Rory Stewart was the latest casualty in the Tory leadership contest as he failed to pick up enough support from MPs and was eliminated in Wednesday’s third ballot.
That leaves a field of four, which will be reduced to two by Thursday’s final ballot of MPs, and if the betting markets are any judge, it is likely to be Jeremy Hunt who joins Boris Johnson on the ballot paper for the final stage of the process, in which Tory members pick the ultimate winner.

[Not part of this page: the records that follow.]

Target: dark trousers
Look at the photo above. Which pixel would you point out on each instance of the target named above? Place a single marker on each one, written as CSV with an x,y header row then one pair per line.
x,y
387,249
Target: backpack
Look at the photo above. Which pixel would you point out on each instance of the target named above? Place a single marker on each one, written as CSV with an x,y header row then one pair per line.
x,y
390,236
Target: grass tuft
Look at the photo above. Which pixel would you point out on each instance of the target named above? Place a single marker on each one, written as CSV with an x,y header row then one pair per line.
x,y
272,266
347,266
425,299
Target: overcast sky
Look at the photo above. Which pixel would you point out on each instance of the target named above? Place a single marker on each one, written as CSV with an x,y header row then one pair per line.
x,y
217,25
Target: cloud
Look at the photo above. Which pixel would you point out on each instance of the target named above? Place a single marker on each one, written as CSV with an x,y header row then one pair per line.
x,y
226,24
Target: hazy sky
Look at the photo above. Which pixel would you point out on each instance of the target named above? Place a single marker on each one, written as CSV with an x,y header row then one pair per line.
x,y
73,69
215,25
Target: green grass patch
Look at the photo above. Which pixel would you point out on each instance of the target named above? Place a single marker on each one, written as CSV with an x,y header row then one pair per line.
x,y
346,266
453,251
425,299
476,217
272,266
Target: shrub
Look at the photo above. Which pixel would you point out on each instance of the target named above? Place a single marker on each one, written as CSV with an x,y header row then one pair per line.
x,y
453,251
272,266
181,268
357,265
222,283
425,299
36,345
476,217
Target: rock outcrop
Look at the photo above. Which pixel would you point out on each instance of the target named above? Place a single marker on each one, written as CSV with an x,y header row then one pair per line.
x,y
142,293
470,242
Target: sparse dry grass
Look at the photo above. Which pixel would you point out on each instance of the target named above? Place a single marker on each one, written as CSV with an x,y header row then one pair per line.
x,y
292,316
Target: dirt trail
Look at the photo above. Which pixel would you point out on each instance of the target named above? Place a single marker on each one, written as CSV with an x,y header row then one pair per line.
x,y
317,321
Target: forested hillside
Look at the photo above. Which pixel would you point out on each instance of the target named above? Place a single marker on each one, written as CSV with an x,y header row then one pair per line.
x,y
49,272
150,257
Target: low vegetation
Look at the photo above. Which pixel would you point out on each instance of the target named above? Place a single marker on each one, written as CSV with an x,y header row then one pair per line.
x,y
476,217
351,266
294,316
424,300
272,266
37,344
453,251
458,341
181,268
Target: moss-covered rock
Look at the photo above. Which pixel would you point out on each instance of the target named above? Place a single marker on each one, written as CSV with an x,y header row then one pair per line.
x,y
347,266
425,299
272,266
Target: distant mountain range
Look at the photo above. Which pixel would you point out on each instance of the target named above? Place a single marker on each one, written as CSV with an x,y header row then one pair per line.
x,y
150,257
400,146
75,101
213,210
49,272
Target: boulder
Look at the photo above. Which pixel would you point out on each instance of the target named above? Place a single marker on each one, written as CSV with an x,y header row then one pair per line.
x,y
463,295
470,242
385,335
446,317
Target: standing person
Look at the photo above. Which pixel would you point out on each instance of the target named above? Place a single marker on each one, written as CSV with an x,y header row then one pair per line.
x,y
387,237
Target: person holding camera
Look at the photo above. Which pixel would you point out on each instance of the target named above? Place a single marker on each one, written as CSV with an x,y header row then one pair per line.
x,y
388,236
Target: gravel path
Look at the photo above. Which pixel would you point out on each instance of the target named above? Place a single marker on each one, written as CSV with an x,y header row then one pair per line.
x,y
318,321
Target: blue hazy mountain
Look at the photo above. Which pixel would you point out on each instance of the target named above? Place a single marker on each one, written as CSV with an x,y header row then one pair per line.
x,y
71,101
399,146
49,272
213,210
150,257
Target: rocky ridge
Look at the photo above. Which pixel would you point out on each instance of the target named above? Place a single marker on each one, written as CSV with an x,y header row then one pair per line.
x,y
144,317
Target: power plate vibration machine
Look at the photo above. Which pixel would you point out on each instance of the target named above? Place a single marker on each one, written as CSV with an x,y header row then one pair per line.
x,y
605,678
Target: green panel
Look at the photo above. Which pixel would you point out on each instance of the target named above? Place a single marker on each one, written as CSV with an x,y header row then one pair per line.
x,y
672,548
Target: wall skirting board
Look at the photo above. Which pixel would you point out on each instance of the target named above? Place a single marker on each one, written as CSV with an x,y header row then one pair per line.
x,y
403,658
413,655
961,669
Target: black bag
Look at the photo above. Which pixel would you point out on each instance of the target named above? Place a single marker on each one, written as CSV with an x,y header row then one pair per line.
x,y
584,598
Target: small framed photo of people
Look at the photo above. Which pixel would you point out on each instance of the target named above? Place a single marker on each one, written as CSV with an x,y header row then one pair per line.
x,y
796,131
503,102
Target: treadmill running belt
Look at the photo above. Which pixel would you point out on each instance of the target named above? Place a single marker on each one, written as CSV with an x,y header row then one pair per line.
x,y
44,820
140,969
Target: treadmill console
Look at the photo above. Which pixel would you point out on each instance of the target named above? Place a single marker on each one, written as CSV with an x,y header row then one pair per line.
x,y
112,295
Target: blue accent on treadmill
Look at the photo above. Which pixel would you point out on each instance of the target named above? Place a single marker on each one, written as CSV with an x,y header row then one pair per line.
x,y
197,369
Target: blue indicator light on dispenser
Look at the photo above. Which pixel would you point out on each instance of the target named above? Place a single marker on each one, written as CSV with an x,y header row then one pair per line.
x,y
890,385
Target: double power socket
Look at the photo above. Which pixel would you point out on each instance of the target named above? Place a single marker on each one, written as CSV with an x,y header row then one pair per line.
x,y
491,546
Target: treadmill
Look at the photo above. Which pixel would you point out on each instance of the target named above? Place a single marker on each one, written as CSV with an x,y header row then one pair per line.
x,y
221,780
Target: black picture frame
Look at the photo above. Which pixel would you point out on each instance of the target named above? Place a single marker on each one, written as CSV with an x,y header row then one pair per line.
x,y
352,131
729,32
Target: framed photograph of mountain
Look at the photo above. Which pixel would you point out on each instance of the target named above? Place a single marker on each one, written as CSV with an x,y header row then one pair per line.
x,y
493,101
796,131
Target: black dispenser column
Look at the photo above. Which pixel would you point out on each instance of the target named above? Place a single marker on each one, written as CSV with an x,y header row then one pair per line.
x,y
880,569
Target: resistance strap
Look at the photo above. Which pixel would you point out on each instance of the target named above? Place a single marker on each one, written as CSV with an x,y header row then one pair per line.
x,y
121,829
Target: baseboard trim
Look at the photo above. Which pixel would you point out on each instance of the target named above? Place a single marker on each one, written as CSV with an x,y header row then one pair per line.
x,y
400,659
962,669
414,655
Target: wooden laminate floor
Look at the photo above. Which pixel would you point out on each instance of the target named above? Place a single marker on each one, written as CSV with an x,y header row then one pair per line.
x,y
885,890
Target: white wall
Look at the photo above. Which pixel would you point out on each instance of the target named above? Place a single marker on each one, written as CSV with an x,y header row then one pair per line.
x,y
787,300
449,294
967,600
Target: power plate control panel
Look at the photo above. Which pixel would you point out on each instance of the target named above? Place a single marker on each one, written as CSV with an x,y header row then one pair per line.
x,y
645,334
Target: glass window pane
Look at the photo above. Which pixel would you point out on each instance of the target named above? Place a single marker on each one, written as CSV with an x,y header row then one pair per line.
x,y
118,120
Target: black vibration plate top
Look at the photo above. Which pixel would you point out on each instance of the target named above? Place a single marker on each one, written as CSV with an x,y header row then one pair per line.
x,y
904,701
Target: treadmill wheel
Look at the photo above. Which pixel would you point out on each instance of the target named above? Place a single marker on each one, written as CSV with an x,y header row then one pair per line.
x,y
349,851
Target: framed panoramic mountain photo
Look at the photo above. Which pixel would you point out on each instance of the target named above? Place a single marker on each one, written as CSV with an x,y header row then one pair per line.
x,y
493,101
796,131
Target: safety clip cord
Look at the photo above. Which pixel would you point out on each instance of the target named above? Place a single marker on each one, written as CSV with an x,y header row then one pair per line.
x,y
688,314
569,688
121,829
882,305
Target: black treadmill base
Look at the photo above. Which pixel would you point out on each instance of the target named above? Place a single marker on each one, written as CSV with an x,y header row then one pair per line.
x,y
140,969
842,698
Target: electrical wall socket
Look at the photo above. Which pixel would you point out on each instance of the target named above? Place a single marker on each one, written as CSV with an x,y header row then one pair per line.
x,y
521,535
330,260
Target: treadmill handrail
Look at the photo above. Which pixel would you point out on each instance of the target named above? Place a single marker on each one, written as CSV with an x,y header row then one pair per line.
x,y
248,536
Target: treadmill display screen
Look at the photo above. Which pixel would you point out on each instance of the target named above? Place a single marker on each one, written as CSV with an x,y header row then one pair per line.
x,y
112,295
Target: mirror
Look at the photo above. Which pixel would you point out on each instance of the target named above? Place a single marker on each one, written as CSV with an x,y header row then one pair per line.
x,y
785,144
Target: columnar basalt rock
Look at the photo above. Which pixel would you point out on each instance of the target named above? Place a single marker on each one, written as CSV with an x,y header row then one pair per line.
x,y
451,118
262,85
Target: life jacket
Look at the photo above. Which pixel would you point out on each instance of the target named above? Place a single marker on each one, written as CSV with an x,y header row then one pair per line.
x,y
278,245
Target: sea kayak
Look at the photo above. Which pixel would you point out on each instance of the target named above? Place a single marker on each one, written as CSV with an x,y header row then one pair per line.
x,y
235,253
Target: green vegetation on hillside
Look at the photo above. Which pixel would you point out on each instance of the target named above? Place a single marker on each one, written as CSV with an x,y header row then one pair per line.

So far, Johnson has seemed determined to keep a low profile, with few public appearances and an unmemorable performance at Tuesday’s BBC debate. But that hasn’t appeared to hurt his chances, and he remains an overwhelming favourite in the Next Conservative Leader markets, where he is generally available at 1/10, having shortened dramatically from 7/4 and 6/4 two weeks ago.
The departure of Stewart from the race raises the interesting question of which candidate will claim the majority of his supporters. Given that the International Development Secretary was the least Brexity of the five, it seems unlikely that Johnson or Michael Gove will be the beneficiaries, and with Sajid Javid trailing the field, Hunt appears the most likely destination for Stewart supporters.
That helps to explain why Hunt’s position in the betting markets has been strengthening over the last twenty-four hours. He is now available at 10/1 or 12/1 in some places, making him the clear second favourite ahead of Michael Gove, who can be backed at 18/1.
There has also been persistent speculation that Johnson would prefer to be up against Hunt in the final membership ballot rather than Gove, who could match him for Brexit credentials and membership popularity or Javid, who is something of an unknown. That has also led to suggestions that Johnson supporters could switch to support Hunt on Thursday.
Such a manoeuvre would make sense, but it also comes with some risks. Hunt would be a big outsider with Tory members, but he is a durable, relatively consistent and controversy-free candidate, and as the Labour Party discovered back in 2015, lending votes to an apparent no-hoper candidate can lead to unexpected results.